Реки Вавилона — страница 63 из 83

— Что надо? — Дежурный, а это был Кассим, как раз только что собрался снова изнасиловать еврейку… если она еще не умерла. А теперь вот эта заминка. — Что надо? — Что-то было не так в вошедшем… как-то плохо сидел на нем камуфляжный комбинезон… мокрый, покрыт пылью, какие-то темные пятна, похожие на кровь. Нет автомата… бурдюк… да и головной убор надет неправильно. Кассим поднялся.

Добкин быстро подошел к стойке, перегнулся через нее, левой рукой схватил Кассима за волосы, а правой вонзил ему нож в горло. Затем он тихонько опустил тело Кассима на пол, потом вытер газетой руки и стойку. С пола еще доносились булькающие звуки. От стойки Добкин направился к двери с надписью на арабском «Кабинет управляющего» и открыл ее.

Небольшой кабинет освещал только торшер, в пятне света на полу лежала обнаженная женщина… или девушка… она лежала на животе, залитая кровью, и наверняка была мертва или близка к этому. По коже и прическе Добкин определил, что это не местная крестьянка, которую украли и притащили сюда со вполне определенной целью. Он быстро подошел к телу и перевернул его. Хотя лицо девушки было сильно разбито, оно показалось Добкину знакомым. Его худшее опасение — что она одна из пассажирок «Конкорда» — оправдалось, он с трудом, но узнал секретаршу Ягеля Текоха, но не смог вспомнить ее имени. Добкин опустился на колени и прижал ухо к ее груди. Девушка была еще жива. Он посмотрел на ее окровавленное тело, которое, казалось, было истерзано каким-то диким животным.

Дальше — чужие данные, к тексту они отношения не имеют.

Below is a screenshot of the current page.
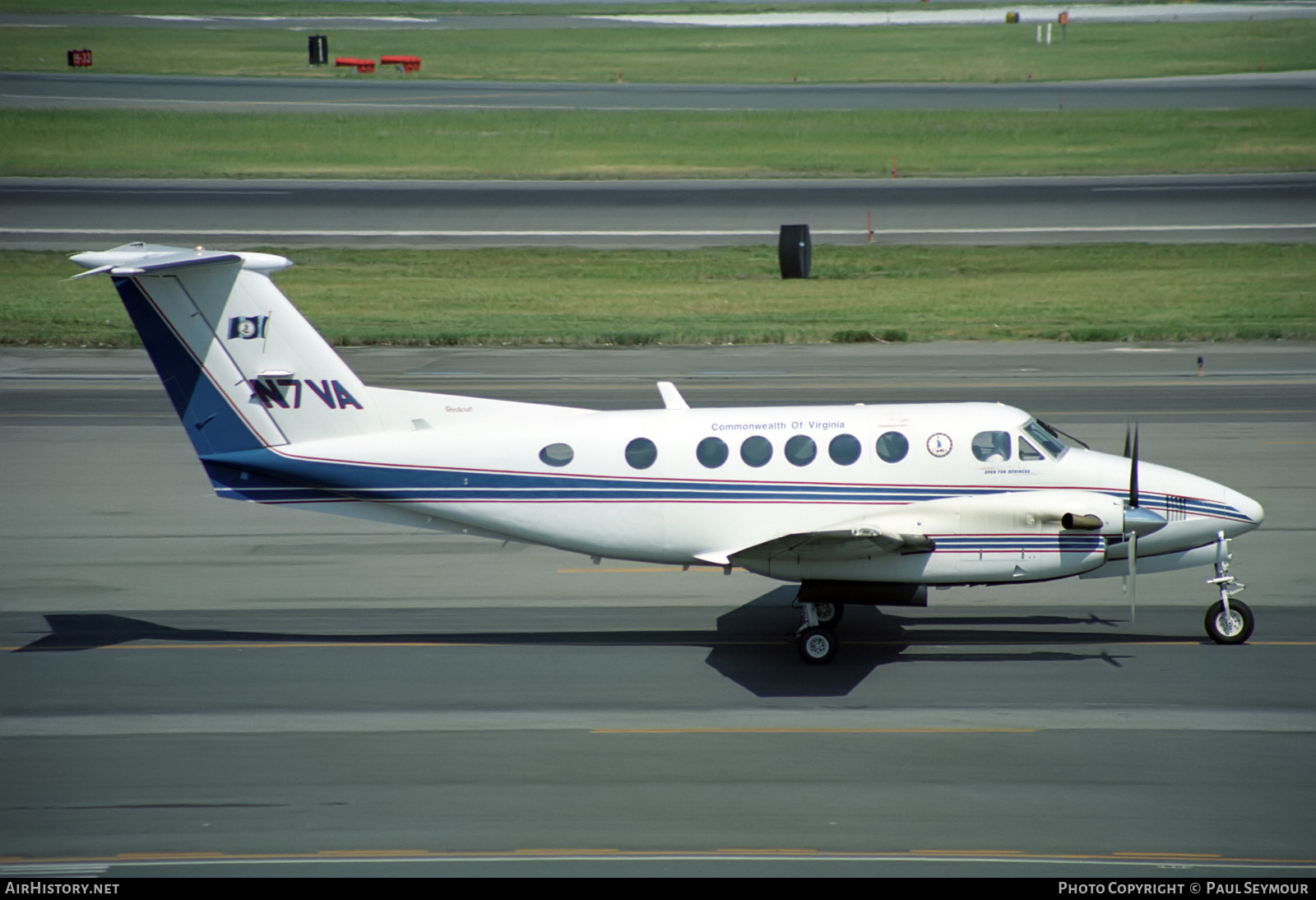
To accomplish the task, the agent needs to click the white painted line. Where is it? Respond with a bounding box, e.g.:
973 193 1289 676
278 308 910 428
595 2 1316 28
0 222 1316 238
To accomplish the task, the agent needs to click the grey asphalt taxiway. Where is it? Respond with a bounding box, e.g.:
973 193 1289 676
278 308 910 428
0 71 1316 114
0 342 1316 879
0 173 1316 250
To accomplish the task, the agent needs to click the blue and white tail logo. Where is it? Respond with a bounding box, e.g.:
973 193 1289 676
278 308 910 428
229 316 270 341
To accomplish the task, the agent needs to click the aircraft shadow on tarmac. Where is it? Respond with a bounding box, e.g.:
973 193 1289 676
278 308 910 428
16 587 1196 698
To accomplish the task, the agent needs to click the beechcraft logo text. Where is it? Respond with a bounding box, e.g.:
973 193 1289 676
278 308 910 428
229 316 270 341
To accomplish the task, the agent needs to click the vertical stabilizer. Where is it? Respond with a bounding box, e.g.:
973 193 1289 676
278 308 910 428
72 244 380 457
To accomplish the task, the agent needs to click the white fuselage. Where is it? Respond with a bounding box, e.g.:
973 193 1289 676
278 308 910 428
229 389 1262 584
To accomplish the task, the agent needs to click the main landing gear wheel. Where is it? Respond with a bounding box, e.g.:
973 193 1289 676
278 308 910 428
795 628 837 666
1207 600 1253 643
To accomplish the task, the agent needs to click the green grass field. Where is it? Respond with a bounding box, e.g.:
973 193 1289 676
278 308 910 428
7 244 1316 346
0 20 1316 84
0 109 1316 179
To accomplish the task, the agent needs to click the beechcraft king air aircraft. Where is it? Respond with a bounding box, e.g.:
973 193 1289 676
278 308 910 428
72 244 1263 663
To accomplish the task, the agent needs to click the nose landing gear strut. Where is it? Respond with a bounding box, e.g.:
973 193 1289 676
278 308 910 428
1206 531 1253 643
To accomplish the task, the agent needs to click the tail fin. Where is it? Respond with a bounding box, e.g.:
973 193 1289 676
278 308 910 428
72 244 380 458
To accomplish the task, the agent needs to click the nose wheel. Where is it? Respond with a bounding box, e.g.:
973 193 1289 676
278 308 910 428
1207 600 1253 643
1206 531 1253 643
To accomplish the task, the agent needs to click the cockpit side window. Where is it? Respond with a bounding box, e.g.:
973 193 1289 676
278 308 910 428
1024 419 1068 459
972 432 1009 462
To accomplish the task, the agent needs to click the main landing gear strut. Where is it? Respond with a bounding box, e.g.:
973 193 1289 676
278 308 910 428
795 601 845 666
1207 531 1253 643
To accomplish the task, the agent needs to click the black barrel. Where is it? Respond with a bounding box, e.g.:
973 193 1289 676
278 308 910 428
307 35 329 66
776 225 813 277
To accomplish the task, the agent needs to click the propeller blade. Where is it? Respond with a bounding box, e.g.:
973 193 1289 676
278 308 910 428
1129 426 1138 509
1129 531 1138 625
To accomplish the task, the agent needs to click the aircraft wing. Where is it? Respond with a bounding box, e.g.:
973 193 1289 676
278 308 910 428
732 527 933 560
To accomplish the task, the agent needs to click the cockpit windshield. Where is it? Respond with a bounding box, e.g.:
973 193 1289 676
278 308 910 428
1024 419 1068 459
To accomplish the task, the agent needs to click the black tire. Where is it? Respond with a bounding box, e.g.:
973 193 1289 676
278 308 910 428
795 628 838 666
813 600 845 628
1207 600 1253 643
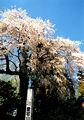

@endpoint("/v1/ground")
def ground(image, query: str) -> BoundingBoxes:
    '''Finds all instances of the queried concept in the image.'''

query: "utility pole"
[25,88,34,120]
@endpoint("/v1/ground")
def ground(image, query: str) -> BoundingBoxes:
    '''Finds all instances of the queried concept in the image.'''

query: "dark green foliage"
[0,80,20,120]
[34,85,84,120]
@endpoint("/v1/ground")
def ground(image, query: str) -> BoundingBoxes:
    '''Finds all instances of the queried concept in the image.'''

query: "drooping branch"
[5,55,9,71]
[0,69,20,75]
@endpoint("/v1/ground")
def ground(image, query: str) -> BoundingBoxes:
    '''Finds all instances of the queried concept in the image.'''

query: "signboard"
[25,88,33,120]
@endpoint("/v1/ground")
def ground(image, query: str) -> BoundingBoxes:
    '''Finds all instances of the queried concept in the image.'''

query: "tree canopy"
[0,9,84,119]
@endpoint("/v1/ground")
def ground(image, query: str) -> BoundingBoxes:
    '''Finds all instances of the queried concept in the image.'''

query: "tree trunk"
[17,74,29,120]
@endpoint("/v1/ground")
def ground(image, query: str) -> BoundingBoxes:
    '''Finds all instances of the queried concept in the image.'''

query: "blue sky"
[0,0,84,52]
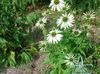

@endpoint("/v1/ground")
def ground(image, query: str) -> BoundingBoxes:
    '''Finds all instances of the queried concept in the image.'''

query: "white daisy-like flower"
[36,17,47,29]
[57,13,75,29]
[49,0,65,11]
[65,54,78,67]
[47,29,63,44]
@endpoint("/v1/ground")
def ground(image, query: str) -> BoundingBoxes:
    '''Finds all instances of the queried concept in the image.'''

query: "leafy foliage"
[0,0,37,67]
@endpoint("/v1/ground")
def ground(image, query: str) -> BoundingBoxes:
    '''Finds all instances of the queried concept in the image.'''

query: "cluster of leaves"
[35,0,100,74]
[0,0,37,67]
[65,0,100,10]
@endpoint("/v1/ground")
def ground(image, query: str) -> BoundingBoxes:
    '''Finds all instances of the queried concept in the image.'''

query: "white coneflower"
[49,0,65,11]
[36,17,47,29]
[65,54,78,67]
[57,13,75,29]
[47,30,63,44]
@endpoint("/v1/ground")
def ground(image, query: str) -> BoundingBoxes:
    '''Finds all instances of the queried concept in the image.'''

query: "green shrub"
[65,0,100,10]
[0,0,37,67]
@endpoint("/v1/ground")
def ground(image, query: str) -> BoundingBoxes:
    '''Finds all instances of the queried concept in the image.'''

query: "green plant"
[0,0,37,67]
[65,0,100,10]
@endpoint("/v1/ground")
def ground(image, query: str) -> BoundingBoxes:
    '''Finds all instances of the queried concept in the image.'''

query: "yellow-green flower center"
[69,58,73,62]
[63,17,68,22]
[51,32,56,37]
[54,0,59,4]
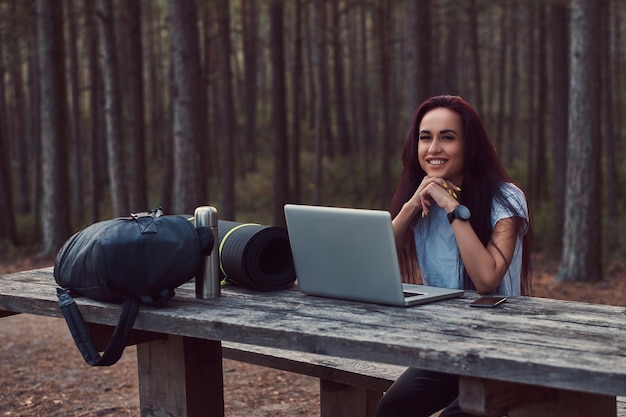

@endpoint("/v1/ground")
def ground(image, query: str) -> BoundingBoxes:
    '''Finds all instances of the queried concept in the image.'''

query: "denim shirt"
[413,183,528,296]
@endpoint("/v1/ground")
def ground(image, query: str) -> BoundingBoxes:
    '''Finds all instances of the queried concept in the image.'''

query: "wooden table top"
[0,268,626,396]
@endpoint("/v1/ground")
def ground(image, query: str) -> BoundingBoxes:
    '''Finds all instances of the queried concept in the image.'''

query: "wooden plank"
[87,323,167,352]
[459,376,558,416]
[0,270,626,395]
[509,391,617,417]
[137,336,224,417]
[222,342,398,392]
[459,377,617,417]
[320,379,382,417]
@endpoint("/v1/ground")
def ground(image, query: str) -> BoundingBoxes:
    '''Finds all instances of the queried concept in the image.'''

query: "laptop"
[284,204,464,306]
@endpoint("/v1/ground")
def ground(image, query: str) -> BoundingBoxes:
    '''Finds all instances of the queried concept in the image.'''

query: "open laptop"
[284,204,463,306]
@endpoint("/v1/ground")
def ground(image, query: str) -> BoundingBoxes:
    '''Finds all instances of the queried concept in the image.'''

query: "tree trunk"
[36,0,71,255]
[84,0,105,223]
[66,0,85,221]
[600,0,620,219]
[549,4,569,245]
[378,0,392,208]
[124,0,150,211]
[332,0,352,157]
[216,0,235,220]
[0,35,17,245]
[241,0,258,171]
[557,0,602,281]
[290,0,304,203]
[99,0,130,217]
[270,0,289,226]
[7,2,32,218]
[169,0,206,213]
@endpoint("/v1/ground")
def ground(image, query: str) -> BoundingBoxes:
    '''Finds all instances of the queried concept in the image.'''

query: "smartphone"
[470,296,506,308]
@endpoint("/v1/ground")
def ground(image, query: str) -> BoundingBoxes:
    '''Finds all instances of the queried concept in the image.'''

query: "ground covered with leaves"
[0,252,626,417]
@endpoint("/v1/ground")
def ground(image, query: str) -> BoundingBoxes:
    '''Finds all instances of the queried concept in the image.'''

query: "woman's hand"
[393,176,461,248]
[412,176,461,217]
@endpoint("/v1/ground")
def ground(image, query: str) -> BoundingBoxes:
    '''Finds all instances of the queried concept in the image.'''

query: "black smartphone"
[470,296,506,308]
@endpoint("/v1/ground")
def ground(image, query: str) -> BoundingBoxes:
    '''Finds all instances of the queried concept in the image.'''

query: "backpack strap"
[57,288,139,366]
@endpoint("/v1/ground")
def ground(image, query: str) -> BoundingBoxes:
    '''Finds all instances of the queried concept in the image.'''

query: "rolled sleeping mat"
[218,220,296,291]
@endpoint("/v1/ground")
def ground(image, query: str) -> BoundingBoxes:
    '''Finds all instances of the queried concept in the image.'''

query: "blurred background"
[0,0,626,280]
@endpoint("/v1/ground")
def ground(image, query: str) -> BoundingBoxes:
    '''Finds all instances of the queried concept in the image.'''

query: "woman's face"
[417,107,465,186]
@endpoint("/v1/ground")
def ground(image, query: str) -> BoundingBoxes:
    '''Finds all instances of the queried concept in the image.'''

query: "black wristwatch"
[448,204,470,224]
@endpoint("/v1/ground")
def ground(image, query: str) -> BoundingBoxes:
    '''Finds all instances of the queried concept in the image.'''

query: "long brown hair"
[390,95,532,295]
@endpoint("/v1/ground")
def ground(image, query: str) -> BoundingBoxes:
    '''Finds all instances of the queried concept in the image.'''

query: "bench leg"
[137,335,224,417]
[320,379,383,417]
[459,376,617,417]
[509,391,617,417]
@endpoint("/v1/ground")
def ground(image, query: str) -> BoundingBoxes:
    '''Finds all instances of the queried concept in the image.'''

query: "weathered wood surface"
[0,268,626,396]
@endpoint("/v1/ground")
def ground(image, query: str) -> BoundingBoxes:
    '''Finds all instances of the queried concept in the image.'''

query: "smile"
[426,159,448,165]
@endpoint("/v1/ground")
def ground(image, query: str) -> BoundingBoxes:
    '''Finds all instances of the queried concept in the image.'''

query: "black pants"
[375,368,480,417]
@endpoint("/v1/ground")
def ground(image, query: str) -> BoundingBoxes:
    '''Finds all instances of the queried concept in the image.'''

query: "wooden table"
[0,268,626,417]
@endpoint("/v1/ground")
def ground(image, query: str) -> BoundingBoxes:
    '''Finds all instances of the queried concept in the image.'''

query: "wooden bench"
[0,269,626,417]
[222,342,626,417]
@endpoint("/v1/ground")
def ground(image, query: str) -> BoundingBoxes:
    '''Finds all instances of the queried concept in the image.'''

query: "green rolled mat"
[218,220,296,291]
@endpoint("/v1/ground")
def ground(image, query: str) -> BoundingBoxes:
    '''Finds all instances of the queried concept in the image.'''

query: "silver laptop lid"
[285,204,463,306]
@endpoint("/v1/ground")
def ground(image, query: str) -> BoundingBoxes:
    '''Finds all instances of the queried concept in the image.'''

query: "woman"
[376,96,531,417]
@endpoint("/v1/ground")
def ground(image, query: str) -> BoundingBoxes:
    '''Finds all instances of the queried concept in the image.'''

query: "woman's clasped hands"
[412,175,461,217]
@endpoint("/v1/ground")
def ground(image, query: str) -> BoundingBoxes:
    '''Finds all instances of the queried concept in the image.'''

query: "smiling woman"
[376,96,530,417]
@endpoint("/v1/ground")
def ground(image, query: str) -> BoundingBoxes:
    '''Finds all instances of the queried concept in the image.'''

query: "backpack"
[54,208,214,366]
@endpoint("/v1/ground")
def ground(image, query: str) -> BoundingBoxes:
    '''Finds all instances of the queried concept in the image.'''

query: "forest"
[0,0,626,281]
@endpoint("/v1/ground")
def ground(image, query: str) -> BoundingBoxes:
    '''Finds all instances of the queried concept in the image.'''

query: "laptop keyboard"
[403,291,426,298]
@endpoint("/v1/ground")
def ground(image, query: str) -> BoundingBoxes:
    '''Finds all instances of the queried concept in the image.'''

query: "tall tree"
[332,0,352,156]
[124,0,148,211]
[557,0,602,281]
[600,0,620,219]
[548,3,569,244]
[289,0,304,203]
[84,0,105,223]
[169,0,206,213]
[36,0,70,254]
[215,0,235,220]
[377,0,392,207]
[7,1,32,214]
[0,33,17,250]
[270,0,289,226]
[98,0,130,217]
[241,0,259,171]
[65,0,85,220]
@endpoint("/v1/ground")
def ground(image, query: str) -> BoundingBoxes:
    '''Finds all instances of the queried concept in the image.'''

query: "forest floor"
[0,250,626,417]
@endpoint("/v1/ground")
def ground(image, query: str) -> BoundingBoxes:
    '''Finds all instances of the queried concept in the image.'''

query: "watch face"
[455,205,470,220]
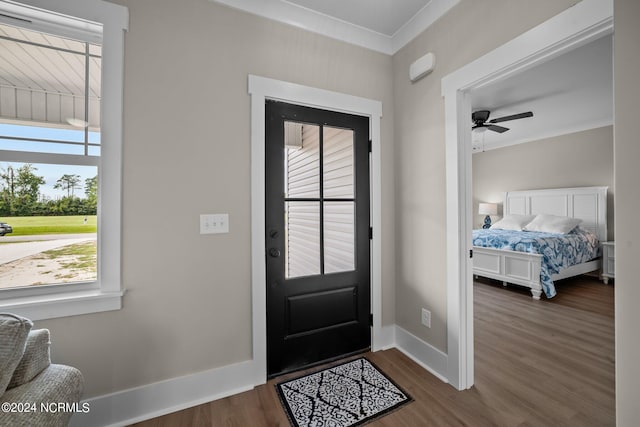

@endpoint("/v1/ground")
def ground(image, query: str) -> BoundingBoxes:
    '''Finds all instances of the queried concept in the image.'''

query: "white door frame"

Подняв тело девушки, Добкин положил его на небольшую кушетку, стоявшую у стены. На крючке для одежды на двери висела длинная шерстяная накидка. Сняв ее, Добкин накрыл несчастную и, увидев графин с водой, плеснул из него ей на лицо. Девушка слегка пошевелилась. Добкин отставил в сторону графин, он не мог больше тратить ни одной секунды. Подойдя к столу, он снял трубку телефона. Этот привычный жест показался ему незнакомым, такое же чувство он испытал во время военных действий на Синайском полуострове, когда нашел работающий телефон в разрушенной деревне. Тогда он позвонил в соседнюю деревню — а она еще находилась в руках египтян — и объявил, что скоро возьмет ее. Но это была шутка, а сейчас — нет. Добкин с нетерпением ждал гудка. Над головой были слышны звуки шагов и стоны. Наверное, это раненые и санитары. А из-за стены доносились мужские голоса, ветер за окном трепал ставни. Работает ли телефон? Добкин посмотрел на него. Наборного диска не было, значит, связь осуществлялась только через коммутатор, но как же вызвать телефонистку? Он постучал по рычагу. Ему показалось, что прошла целая вечность.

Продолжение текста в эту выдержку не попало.